Last edited by Jinnistan (6/18/2022 7:25 pm)


 
Posted by Rock
6/21/2022 9:55 pm
#95

Evil Dead Trap
Babyface 2


Also, I don't have too much interesting to say about it, but Personal Best is great. Honestly a bit shocked that Patrice Donelly wasn't an actor. As far as performances by non-actors go, I don't know if it quite matches the raw power of Haing S. Ngor in The Killing Fields or Harold Russell in The Best Years of Our Lives, but her performance seems so assured and polished. If you told me she'd been acting for years, I'd believe it.
 


I am not above abusing mod powers for my own amusement.
 
Posted by Jinnistan
6/22/2022 7:48 am
#96

Rock wrote:

Also, I don't have too much interesting to say about it, but Personal Best is great. Honestly a bit shocked that Patrice Donelly wasn't an actor. As far as performances by non-actors go, I don't know if it quite matches the raw power of Haing S. Ngor in The Killing Fields or Harold Russell in The Best Years of Our Lives, but her performance seems so assured and polished. If you told me she'd been acting for years, I'd believe it.
 

I need to rewatch that I guess.  I don't think I got much out of it.


 
Posted by Rock
6/23/2022 9:36 pm
#97

I am not above abusing mod powers for my own amusement.
 
Posted by Rampop II
6/29/2022 4:12 pm
#98

I haven't been able to log in much lately because I'm preparing for a long trip but I have been following along and will be back while I'm there. Who says you can't be in two places at once? 
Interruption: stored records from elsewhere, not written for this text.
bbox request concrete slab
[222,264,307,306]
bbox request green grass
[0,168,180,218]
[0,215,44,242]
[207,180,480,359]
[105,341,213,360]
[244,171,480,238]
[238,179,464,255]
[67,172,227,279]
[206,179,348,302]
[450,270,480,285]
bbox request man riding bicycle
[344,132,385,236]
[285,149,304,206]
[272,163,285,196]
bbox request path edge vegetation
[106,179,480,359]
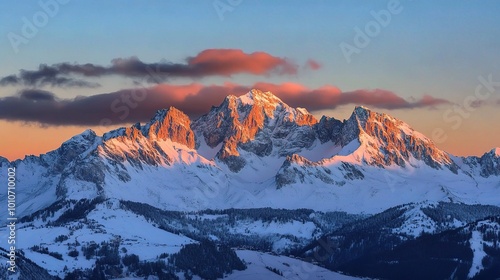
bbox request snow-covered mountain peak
[63,129,97,145]
[490,147,500,157]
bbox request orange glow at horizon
[0,105,500,161]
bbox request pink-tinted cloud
[187,49,297,76]
[0,49,298,87]
[306,59,321,70]
[0,83,448,126]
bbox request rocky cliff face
[339,107,458,173]
[0,90,500,217]
[463,148,500,178]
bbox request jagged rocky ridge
[0,89,500,217]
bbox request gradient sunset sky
[0,0,500,160]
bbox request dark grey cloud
[0,83,449,126]
[0,64,99,88]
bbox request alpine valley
[0,89,500,280]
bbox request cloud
[339,89,450,109]
[0,83,449,126]
[305,59,321,70]
[0,49,298,87]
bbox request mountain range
[0,89,500,279]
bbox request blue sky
[0,0,500,159]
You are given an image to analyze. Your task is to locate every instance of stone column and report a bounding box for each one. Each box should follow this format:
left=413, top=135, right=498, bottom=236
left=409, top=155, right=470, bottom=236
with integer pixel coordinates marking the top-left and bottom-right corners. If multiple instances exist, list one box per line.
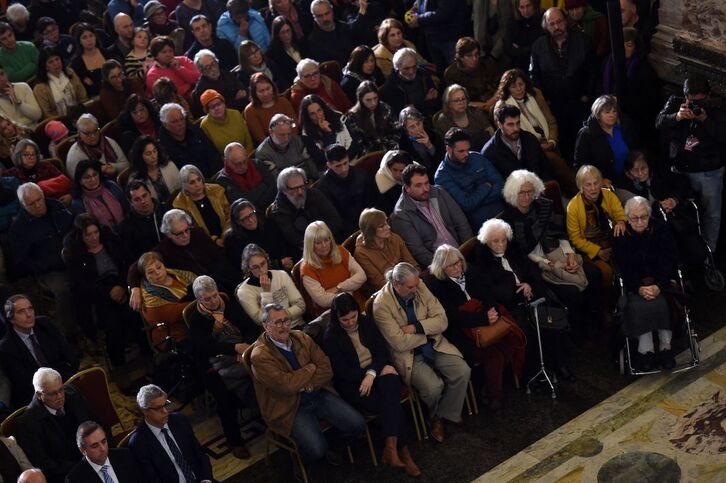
left=649, top=0, right=726, bottom=95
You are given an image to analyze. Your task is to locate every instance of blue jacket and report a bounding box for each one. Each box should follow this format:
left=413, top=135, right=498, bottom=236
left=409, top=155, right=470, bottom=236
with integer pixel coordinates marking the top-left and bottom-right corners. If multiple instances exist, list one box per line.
left=434, top=151, right=504, bottom=228
left=217, top=9, right=270, bottom=52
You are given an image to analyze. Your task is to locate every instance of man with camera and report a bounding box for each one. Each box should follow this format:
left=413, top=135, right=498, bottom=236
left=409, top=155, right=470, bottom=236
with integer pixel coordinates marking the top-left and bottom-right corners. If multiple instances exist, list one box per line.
left=655, top=77, right=726, bottom=250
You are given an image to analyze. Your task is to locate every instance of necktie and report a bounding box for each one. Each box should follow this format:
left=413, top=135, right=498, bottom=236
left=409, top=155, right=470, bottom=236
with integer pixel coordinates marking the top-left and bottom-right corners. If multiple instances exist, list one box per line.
left=161, top=428, right=196, bottom=483
left=101, top=465, right=116, bottom=483
left=29, top=334, right=48, bottom=367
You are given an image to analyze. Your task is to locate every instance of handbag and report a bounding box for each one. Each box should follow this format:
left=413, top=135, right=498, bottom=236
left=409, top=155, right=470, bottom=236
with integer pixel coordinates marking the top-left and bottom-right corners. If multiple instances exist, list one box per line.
left=540, top=248, right=587, bottom=292
left=530, top=303, right=570, bottom=331
left=466, top=299, right=521, bottom=349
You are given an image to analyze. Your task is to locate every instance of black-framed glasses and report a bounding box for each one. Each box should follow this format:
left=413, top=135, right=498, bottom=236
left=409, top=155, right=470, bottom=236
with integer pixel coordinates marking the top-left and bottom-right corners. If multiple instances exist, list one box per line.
left=148, top=399, right=171, bottom=411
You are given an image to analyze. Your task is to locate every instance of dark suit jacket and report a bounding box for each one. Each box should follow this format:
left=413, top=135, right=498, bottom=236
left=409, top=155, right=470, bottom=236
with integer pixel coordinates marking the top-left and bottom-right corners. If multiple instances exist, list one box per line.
left=0, top=316, right=82, bottom=408
left=129, top=413, right=214, bottom=483
left=66, top=448, right=144, bottom=483
left=323, top=314, right=392, bottom=401
left=17, top=385, right=112, bottom=483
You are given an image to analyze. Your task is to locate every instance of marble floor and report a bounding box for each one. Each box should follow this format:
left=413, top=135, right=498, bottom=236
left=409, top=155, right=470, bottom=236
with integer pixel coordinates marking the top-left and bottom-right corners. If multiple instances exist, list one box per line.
left=475, top=327, right=726, bottom=483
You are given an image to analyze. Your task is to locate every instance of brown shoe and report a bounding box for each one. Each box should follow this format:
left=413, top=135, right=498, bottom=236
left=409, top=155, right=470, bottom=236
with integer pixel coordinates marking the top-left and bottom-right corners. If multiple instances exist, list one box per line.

Recently seen titles include Greener Grass, Black Bear and Frances Ferguson. Oh yeah, I also finally watched Duck Soup.

 
Posted by Jinnistan
6/29/2022 8:05 pm
#99

Rampop II wrote:

Oh yeah, I also finally watched Duck Soup.

You're a brave man. Go and break through the lines. And remember, while you're out there risking your life and limb through shot and shell, we'll be in be in here thinking what a sucker you are.


 
Posted by crumbsroom Online!
6/29/2022 8:15 pm
#100


Astonishing stuff. Uses its scenes of shocking violence as a catharsis that never comes. The blood just accumulates. It is all thrillingly cinematic, but just makes you feel bad as more and more people drop to the ground. Equal parts contemplative arthouse movie, pitch black comedy and the evilest of thrilling actioners. Wowzy wowzers.